Remembrance: the War Dead

This Thursday, 11th November 2010, is the 92nd anniversary of the end of the First World War, the most deadly conflict in British history.  It is also the day I will be submitting my DPhil Thesis, which deals with why civilians continued to support the war in spite of the hardships and loss of life.  This post is the second of three about commemoration and remembrance.

Anthony King (sociologist at Exeter University, not the politics professor Anthony King) appeared on Thinking Allowed in June talking about changes in the way that the war dead of the ‘Afghan War’ (i.e. Op Herrick, the British mission in Afghanistan since 2001) are presented to the public in contrast to earlier wars.  This was based on his research for an article of his (pdf).

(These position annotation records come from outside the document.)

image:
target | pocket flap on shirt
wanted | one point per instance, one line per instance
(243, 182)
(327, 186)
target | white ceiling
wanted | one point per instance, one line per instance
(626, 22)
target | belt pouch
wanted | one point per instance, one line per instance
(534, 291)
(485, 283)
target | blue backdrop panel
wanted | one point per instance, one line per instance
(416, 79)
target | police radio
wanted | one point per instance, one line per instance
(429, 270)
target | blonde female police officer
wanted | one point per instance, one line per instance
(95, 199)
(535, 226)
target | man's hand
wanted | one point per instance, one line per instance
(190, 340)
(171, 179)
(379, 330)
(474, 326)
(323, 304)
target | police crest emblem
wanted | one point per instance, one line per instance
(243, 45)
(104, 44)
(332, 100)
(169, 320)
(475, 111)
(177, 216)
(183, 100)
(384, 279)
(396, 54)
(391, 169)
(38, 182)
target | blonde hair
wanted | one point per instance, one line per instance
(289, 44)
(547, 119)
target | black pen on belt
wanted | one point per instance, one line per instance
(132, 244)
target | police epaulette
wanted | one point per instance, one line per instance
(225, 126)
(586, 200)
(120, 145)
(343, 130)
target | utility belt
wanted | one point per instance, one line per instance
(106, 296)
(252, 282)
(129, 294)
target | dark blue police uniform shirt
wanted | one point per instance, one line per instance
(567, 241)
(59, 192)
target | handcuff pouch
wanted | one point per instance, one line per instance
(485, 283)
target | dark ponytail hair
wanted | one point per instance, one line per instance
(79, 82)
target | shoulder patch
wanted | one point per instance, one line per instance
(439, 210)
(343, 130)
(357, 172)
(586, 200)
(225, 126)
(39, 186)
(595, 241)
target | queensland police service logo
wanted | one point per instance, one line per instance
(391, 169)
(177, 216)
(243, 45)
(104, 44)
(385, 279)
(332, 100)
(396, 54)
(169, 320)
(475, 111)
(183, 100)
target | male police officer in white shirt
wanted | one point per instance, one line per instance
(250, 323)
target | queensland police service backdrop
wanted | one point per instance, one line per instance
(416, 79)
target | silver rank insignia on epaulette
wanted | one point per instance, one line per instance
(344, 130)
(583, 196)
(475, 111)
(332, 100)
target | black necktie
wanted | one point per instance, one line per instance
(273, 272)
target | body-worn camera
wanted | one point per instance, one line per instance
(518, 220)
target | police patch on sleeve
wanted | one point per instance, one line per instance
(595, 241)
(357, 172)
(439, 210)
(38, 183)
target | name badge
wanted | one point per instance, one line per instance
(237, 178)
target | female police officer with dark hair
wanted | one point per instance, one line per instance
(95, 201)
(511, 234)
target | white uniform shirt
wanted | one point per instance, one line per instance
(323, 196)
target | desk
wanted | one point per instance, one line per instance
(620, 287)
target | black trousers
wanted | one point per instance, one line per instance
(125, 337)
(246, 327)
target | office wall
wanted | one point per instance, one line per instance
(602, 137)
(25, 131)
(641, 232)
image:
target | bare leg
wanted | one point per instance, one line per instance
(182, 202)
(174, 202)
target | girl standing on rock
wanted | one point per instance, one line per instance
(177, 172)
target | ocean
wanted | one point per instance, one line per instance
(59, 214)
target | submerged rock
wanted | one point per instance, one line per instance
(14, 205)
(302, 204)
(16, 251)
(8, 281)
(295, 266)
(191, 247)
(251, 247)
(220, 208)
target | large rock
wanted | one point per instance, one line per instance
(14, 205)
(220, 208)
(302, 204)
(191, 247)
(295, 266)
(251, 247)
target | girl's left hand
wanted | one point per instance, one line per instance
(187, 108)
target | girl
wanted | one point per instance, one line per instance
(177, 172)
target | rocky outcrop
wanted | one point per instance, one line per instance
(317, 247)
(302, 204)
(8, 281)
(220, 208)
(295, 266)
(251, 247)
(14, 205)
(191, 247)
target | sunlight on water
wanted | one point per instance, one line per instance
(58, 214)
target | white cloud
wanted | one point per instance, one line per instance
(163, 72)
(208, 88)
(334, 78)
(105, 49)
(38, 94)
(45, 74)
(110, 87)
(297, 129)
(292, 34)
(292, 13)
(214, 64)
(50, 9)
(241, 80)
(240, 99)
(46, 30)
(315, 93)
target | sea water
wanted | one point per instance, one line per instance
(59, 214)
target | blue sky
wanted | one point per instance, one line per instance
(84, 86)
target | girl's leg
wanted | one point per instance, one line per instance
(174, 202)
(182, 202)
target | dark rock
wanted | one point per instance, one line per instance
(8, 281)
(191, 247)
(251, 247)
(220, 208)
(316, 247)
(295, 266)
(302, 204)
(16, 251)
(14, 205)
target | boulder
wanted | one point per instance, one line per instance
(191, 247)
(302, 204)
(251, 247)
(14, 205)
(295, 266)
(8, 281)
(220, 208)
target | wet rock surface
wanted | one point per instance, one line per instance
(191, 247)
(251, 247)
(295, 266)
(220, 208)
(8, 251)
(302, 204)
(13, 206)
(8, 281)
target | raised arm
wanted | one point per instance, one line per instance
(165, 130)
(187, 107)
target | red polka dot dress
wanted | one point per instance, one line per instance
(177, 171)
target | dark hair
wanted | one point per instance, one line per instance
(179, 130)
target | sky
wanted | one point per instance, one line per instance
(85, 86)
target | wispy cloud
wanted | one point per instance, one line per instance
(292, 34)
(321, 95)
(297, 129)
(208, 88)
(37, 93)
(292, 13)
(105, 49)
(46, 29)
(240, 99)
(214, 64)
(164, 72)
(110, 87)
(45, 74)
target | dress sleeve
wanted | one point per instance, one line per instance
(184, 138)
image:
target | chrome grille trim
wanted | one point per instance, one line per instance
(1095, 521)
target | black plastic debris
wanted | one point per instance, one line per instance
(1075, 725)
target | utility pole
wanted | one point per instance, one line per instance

The article is interesting, looking at how soldiers are presented as human beings (and family members), as heroes, and as professionals doing their jobs.  It was based on (a fairly small number of) the websites that the MoD puts online whenever a British serviceman or servicewoman is killed.  Among the insights are comments that I definitely agree with about the public display of intimate relations and personal life that has changed in the last 50 years (since the Korean War, which he talks about) or 90 years (since the Great War, which I know about).  Where I question his findings is about the level of attention given to dead soldiers, sailors and airmen, and their treatment as individuals.  He rightly comments that the way that the state presents the war dead has changed substantially, but I think he downplays or ignores very important aspects of the history of commemoration.

First, the rate of casualties is very low by the standards of the ‘big wars’ of the past.  Really, Herrick is not a big war other than in cost and, importantly, public attention.  342 service personnel have died on active service in Afghanistan since 2001, that is roughly three per month – since the deployment to Helmand the number is 329 and the rate is 6.5 per month. In the Falklands, 258 died in three months, in Korea 1,109 died in three years (37 per month, although actually most were in 1950-51).  In the First World War, 582 servicemen from the British Empire died every day! This is a major part of the reason that the dead of those earlier wars (and especially the Great War) were not given the national and personal treatment that modern war dead are – there would have been nothing else in the newspapers! Added to which, the internet provides an unprecedented arena for the public display of commemoration and appreciation of the war dead, one in which people can take in as much or as little as they wish, without the information crowding out other news.

Second, the dead of the Great War were treated as individuals with personalities in the public notification of their deaths. It is true that national notification came only in lists of casualties (he talks specifically about lists of Korean War casualties), but this was not the only medium for them to be displayed. I have written before about the fallacy that British casualty figures were withheld from the public. The prime medium for this was the local press – local communities were much more important to life in 1918 than in 2008. As well as published casualty figures and ‘war shrines’, there were various ways in which the war dead (and, indeed, other casualties) were reported in local newspapers: King talks about the use of photos and personal details on the MoD page (his examples include the pages for Michael Smith and ‘Tony’ Downes). The passages from comrades and superiors are very similar to those written to families in 1914-18, many of which were reproduced in the local press. Photographs and personal details were also published  locally  during the Great War (see examples on this website). Although often the reports were short (as quoted on this web page) some were longer (see A.B. Machray on this page) . There were also attempts to make a permanent record: local, like the “King’s Book of York Fallen Heroes” at York Minster, with information about 1441 men associated with the town and photos of all but 19 ; and national, such as Du Ruvigny’s Roll of Honour (see an example entry).

The prevalence of local notification and dissemination of information about war casualties shows how important these men’s identities were to those who mourned them and in their local communities.  Rather than presenting the way that men are remembered on the MoD website now as especially novel, I would say that they reflect three main changes: 1, the much lower number and rate of British war deaths in Afghanistan compared to other wars; 2, the increasing importance of individuals and their lives (and deaths) in modern Britain; 3, the increased levels of intimacy in what can be (and is) told in the press; and 4, a change from local identification with the war dead to a national one. Where in 1916, one might read of a the death of a man who went to the local school or worked for a local business, now one reads of people who have similar tastes, interests and concerns to civilians of the same generation, another way of identifying with the dead and bringing their loss home to civilians.  It is important to be aware of the costs of war, both in general terms and in the personal losses suffered by all sides (one change has been increased, but obviously not equal, attention paid to civilian war deaths in war zones).  In terms of the local war dead they did this in the First World War through local newspapers, we do it now nationally through the internet.